Umso interessanter empfand ich die vielen philosophischen Gedankenspielereien. Sowohl der naive Harold selbst als auch seine neuen Bekanntschaften sinnieren über das Leben und ziehen neue Schlüsse aus ihren Erinnerungen. Zu Beginn nimmt man Harolds Apathie und die Resignation, die das Ehepaar mit der Zeit so aufgebaut hat, nur hin. Mit dem Mut findet Harold jedoch auch die Hoffnung zurück. Als ich merkte, wie der Held sich nach und nach selbst wieder aufbaute, machte mich das selbst ein wenig stolz.  Ich durfte ihn bei der Selbstfindung und seiner Entwicklung beobachten.
Eine so enorme Wandlung eines Charakters habe ich bisher noch nie erlebt. Und sie ist obendrein auch noch positiv und lebensbejahend!

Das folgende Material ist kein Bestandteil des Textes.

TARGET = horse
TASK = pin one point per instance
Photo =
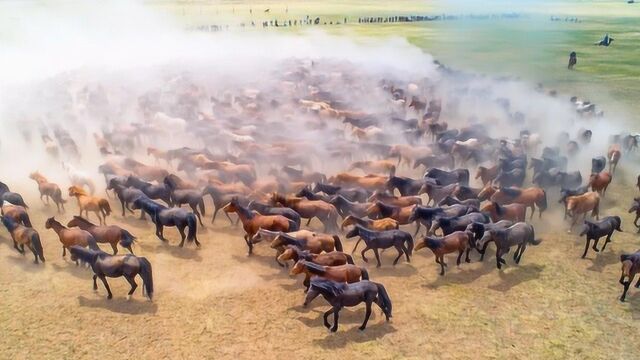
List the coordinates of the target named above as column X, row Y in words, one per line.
column 70, row 237
column 459, row 241
column 11, row 197
column 487, row 174
column 600, row 182
column 339, row 295
column 187, row 196
column 87, row 203
column 596, row 230
column 79, row 178
column 48, row 189
column 17, row 213
column 390, row 199
column 381, row 210
column 635, row 207
column 377, row 224
column 374, row 240
column 348, row 273
column 630, row 267
column 614, row 154
column 481, row 233
column 22, row 236
column 127, row 266
column 163, row 216
column 519, row 234
column 530, row 197
column 253, row 221
column 308, row 209
column 111, row 234
column 582, row 204
column 152, row 191
column 513, row 212
column 452, row 224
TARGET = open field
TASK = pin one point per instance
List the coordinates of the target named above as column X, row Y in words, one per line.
column 216, row 302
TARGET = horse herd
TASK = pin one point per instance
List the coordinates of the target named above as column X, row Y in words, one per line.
column 378, row 208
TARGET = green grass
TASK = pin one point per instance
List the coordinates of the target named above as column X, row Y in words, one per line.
column 532, row 48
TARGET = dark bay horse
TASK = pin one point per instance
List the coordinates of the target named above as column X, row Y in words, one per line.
column 339, row 295
column 163, row 216
column 105, row 265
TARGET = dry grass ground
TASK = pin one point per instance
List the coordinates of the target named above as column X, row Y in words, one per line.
column 219, row 303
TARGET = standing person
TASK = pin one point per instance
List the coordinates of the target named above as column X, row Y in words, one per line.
column 573, row 60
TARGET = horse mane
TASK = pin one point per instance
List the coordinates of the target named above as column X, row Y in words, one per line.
column 314, row 268
column 328, row 287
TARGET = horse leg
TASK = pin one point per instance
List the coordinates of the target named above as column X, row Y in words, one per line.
column 375, row 251
column 133, row 284
column 366, row 316
column 106, row 285
column 400, row 253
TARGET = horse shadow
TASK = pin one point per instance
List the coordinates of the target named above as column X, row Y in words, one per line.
column 603, row 260
column 517, row 275
column 122, row 306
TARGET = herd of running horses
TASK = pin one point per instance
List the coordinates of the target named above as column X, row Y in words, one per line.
column 262, row 172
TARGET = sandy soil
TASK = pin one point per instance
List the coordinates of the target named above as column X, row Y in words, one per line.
column 219, row 303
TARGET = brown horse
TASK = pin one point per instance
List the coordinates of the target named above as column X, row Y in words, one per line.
column 48, row 189
column 253, row 221
column 111, row 234
column 529, row 197
column 377, row 225
column 582, row 204
column 308, row 209
column 459, row 241
column 348, row 273
column 487, row 175
column 512, row 212
column 86, row 203
column 600, row 182
column 70, row 237
column 391, row 199
column 614, row 154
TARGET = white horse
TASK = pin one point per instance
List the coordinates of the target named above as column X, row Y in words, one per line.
column 78, row 177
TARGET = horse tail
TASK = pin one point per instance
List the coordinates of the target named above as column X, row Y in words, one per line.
column 146, row 275
column 201, row 205
column 542, row 202
column 337, row 243
column 192, row 223
column 104, row 205
column 127, row 239
column 26, row 220
column 364, row 274
column 37, row 245
column 385, row 301
column 293, row 226
column 349, row 259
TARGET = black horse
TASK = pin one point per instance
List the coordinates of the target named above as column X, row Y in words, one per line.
column 105, row 265
column 375, row 240
column 339, row 295
column 154, row 192
column 9, row 196
column 595, row 230
column 163, row 216
column 192, row 197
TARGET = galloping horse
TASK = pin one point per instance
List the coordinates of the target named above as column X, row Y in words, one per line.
column 111, row 234
column 48, row 189
column 105, row 265
column 87, row 203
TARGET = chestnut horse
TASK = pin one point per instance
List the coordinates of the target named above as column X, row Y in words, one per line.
column 86, row 203
column 48, row 189
column 600, row 182
column 512, row 212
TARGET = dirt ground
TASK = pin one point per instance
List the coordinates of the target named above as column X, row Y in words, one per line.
column 217, row 302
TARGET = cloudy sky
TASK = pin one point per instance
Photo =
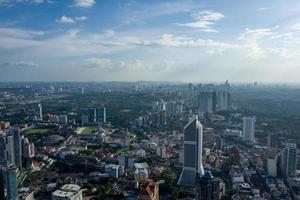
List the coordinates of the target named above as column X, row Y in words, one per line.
column 120, row 40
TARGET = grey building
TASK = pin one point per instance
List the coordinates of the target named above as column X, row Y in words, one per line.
column 192, row 153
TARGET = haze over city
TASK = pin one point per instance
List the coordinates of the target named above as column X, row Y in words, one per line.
column 88, row 40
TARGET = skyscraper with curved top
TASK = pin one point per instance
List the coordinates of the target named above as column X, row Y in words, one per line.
column 192, row 150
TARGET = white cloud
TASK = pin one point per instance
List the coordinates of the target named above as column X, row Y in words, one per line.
column 296, row 27
column 264, row 8
column 65, row 20
column 82, row 18
column 84, row 3
column 204, row 20
column 21, row 64
column 69, row 20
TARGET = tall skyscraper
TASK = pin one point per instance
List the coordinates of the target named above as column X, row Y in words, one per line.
column 289, row 160
column 2, row 151
column 40, row 112
column 11, row 183
column 207, row 187
column 248, row 129
column 2, row 194
column 99, row 114
column 192, row 156
column 159, row 114
column 205, row 102
column 16, row 133
column 271, row 156
column 222, row 100
column 9, row 150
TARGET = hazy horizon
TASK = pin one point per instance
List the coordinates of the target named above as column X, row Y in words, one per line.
column 177, row 41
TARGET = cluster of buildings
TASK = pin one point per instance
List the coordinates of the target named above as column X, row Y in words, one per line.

Zum Ende hin wird immer offensichtlicher, dass Harold sich aufraffen konnte, seinem Leben doch noch einen Sinn zu verleihen. Mit kleinen Gesten kann man viel bewirken und es gibt auch noch Wunder auf der Welt. Harold sieht ein, dass es nie dafür zu spät ist, noch etwas zu verändern - sofern man denn den Willen besitzt. Deswegen ist dieses Buch ein ungeheuer wertvolles Stück Literatur, das insbesondere auch einer älteren Generation neuen Mut bringen kann. Damit nicht genug. Es stehen noch viele ebenso tiefgründige Themen im Mittelpunkt. Die Geschichte erzählt von Freundschaft und Familie, von Trauer und Liebe.
Seite 119

>> Er maß die Entfernung nicht mehr in km, sondern in Erinnerungen. <<
Ganz besonders geht es hier jedoch um Vegebung. Der Hauptprotagonist muss lernen, sich selbst zu verzeihen. Aber auch die Menschen aus seinem Leben spielen dabei eine große Rolle. Denn Harold hat nicht nur schöne Erlebnisse mit ihnen teilen müssen. Nicht nur Taten, die man begangen hat, gibt es zu bereuen. Auch und insbesondere trauert man manchmal um Dinge, die man nicht getan hat. Viele unangenehme Gedanken kommen wieder hoch - nun ist er jedoch gestärkt und weiß sich gegen den Trübsal zu wehren. Das machte ihn mir sehr sympathisch. Denn aus dem hoffnungslosen alten Mann ist ein lebensfroher und rüstiger Familienmensch geworden. Seine leichtsinnige Art und Weise fand ich sehr angenehm. Er kam ehrlich daher und erzählte freimütig aus seiner Vergangenheit. Auch die anderen Personen, denen er über den Weg läuft, wirken sehr realistisch gezeichnet. Sie versprühen eine ironische Wirklichkeit gepaart mit dem Ernst des Lebens. Schön dass es auch Charaktere gab, die man eindeutig als unsympathisch einstufen durfte. Harolds Frau Maureen gehörte dazu. Ihre zickige und herbalassende Art hat sicher jedem Leser Mitgefühl für den lieben Rentner entlockt.Der Pfiff war da und auch die intelligente Seite des Buches hat sich schnell gezeigt. Leider konnte ich keinen Spannungsbogen entdecken und zu oft fühlte ich mich an den Kult-Helden "Forrest Gump" erinnert, wie er läuft und läuft und dabei immer älter wird und sein Glück findet.

Mein Fazit:
Ein langsames Buch, das einen selbst zum Voranschreiten animiert.